Measure Your Bill Collecting Success
Credit sales are a fact of business life.
And to keep those accounts from spinning out of control, your company must maintain a delicate balance between the total cost of bad debts and your profit gains.
Your cash manager needs to constantly monitor your total receivables and bad debts. Part of the process involves weighing the benefits of extending credit (more sales) against the costs of maintaining receivables (collection and interest).
If the total cost of bad debt is outflanking the profit gains from increased sales, it’s time to take action. The downside: In many cases, you must match the credit terms and policies of competitors to encourage sales. This is a difficult but necessary part of the balancing act.
To help you stay in control, here are three of the most critical tools to measure collection activity:
Receivables Ratio. You should hold receivables for the shortest time possible. This boosts the timeliness of payments and maximizes the accounts receivable turnover ratio, or the rate at which you are collecting bills during a given period.
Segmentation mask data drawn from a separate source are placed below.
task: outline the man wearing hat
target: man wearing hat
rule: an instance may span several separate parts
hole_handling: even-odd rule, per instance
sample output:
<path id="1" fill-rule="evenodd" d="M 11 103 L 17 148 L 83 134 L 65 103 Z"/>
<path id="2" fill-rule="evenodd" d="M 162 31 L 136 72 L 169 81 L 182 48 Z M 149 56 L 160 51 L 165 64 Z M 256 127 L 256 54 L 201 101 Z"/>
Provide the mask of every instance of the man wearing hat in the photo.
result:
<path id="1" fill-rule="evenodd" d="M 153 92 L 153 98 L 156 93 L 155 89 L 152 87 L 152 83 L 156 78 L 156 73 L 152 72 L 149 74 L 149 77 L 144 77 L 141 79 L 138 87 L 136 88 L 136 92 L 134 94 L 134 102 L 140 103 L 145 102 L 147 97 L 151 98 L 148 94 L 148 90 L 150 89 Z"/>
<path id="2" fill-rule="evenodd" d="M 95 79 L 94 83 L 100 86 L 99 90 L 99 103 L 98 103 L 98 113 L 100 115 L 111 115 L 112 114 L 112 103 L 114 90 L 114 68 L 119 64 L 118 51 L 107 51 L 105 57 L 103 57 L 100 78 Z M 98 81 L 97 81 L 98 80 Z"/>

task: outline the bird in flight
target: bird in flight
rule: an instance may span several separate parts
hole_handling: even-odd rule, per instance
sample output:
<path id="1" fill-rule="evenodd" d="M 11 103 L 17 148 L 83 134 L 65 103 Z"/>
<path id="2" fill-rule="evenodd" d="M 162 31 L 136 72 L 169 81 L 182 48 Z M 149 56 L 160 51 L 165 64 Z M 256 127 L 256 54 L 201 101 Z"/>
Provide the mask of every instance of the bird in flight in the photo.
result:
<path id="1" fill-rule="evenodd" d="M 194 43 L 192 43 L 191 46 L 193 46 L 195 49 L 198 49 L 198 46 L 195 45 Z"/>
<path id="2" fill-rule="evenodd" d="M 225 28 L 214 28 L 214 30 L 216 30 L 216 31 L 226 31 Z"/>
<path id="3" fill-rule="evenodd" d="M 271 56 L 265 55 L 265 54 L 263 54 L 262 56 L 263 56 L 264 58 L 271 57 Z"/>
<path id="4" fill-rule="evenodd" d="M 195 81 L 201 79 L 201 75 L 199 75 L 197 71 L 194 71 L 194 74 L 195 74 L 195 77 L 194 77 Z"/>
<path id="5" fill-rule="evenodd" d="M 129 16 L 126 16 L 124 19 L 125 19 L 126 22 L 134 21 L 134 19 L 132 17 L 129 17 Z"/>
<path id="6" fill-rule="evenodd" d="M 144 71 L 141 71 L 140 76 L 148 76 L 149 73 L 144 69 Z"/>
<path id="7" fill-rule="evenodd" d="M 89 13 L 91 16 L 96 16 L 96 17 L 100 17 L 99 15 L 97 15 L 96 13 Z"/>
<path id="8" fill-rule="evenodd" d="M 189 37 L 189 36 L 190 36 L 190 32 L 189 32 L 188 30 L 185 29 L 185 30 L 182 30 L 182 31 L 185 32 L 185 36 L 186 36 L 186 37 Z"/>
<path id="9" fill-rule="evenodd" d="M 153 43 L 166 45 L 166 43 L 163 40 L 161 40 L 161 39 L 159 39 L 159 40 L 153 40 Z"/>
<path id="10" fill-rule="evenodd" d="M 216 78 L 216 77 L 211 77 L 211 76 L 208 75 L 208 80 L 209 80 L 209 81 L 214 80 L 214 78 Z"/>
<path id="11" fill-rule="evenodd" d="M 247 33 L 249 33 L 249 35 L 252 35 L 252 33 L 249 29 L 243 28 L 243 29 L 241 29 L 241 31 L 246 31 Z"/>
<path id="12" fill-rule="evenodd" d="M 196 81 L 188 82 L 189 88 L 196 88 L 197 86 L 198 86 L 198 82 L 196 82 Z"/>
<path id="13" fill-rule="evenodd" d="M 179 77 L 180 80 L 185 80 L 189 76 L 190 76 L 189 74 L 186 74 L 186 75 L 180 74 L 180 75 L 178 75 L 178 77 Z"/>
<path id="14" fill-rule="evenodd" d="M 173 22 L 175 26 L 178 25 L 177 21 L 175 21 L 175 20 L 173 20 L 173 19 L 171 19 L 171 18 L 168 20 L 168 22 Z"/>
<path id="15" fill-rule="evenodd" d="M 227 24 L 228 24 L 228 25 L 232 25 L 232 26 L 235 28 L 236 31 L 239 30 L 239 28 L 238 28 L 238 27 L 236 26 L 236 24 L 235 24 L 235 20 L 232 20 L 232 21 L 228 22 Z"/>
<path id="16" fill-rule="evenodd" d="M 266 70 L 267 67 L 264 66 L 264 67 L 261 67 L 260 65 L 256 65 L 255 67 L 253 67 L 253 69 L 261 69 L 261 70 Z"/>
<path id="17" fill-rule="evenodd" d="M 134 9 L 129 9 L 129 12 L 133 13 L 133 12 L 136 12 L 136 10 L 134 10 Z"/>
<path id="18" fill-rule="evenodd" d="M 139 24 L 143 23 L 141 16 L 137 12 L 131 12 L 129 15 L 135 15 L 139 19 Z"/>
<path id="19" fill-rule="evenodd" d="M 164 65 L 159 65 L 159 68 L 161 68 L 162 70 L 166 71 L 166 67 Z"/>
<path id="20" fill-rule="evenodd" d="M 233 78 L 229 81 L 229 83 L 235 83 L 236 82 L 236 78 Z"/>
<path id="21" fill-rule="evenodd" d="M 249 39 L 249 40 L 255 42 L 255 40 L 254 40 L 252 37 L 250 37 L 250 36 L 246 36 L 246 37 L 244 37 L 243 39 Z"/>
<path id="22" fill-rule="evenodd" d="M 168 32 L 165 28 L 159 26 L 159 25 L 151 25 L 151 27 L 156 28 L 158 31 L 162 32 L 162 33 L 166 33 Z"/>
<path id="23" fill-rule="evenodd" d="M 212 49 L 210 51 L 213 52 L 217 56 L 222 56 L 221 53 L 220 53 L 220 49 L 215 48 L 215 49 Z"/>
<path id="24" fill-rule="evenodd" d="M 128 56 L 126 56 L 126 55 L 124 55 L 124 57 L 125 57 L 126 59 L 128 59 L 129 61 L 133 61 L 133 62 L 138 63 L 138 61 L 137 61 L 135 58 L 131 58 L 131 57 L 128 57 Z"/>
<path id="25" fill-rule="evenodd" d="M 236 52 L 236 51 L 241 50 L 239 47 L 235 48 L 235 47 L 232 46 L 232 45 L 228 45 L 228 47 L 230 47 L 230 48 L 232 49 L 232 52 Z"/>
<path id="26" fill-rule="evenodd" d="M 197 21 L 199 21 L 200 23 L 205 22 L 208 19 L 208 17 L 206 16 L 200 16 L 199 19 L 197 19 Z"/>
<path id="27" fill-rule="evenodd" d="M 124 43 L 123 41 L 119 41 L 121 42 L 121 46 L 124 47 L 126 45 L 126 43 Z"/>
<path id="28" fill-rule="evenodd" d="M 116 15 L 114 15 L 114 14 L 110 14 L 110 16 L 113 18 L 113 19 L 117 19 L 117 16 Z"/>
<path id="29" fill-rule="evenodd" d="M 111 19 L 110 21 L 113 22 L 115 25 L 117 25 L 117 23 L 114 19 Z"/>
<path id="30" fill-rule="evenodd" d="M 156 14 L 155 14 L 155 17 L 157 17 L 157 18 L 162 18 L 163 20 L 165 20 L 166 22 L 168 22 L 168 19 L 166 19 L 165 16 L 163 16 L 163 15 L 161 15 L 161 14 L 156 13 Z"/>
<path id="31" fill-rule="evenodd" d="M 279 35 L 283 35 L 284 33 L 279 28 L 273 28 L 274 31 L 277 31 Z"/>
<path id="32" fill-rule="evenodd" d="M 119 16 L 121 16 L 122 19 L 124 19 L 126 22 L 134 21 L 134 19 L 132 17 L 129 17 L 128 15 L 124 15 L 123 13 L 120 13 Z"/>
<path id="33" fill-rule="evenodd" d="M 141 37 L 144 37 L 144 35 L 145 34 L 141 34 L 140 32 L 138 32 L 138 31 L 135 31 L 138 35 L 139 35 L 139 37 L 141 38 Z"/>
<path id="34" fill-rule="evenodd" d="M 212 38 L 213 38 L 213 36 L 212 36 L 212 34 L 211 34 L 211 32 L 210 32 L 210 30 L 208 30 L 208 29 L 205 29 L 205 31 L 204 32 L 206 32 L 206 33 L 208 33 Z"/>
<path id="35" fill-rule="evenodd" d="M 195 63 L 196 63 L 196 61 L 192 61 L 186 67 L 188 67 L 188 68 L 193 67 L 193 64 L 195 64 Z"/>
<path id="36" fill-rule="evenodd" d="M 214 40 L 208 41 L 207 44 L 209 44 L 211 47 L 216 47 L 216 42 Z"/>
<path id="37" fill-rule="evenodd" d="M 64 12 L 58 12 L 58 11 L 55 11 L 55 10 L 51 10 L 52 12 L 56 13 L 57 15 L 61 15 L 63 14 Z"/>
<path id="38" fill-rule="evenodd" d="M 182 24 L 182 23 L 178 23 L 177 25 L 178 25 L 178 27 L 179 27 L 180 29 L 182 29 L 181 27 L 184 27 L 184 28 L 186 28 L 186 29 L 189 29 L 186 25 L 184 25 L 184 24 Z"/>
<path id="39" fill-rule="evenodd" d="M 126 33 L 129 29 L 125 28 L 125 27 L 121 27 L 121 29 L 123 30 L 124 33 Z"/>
To determine the ratio, divide net credit sales by average accounts receivable.
Aging Schedule. This gives you a bird’s eye view of your receivables and the due dates. It’s a straightforward way of understanding your collection efforts and highlighting overdue bills. The accounts receivable aging schedule typically includes the name of the creditor, the total due and the amounts due in the current month, the previous month, the preceding two months and more than 60 days.
Average Collection Period. One of the most important measurements is the average number of days it takes to collect a bill. In other words, the average collection period. This is the length of time it takes to convert sales into cash and underscores the relationship between accounts receivable and cash flow.
The longer the collection period, the more you invest in accounts receivable. And a long collection period means less cash available for your company’s own needs.
To calculate the collection period, divide the number of days in the year by the accounts receivables turnover ratio. Or you can take the average accounts receivable and divide that by the average daily sales (net credit sales/days in a year).
The average collection period is commonly used to compare your success at accounts receivable management to that of your industry peers. It can also be used to analyze your collection efforts across various time periods, and determine how well your customers are doing paying their bills when compared with your credit terms.
These are just some of the tools that let you track your company’s success at controlling accounts receivables. Your accountant can help you use these tools as well as other ratios, reports and measurements that can assist you in keeping a handle on credit customers.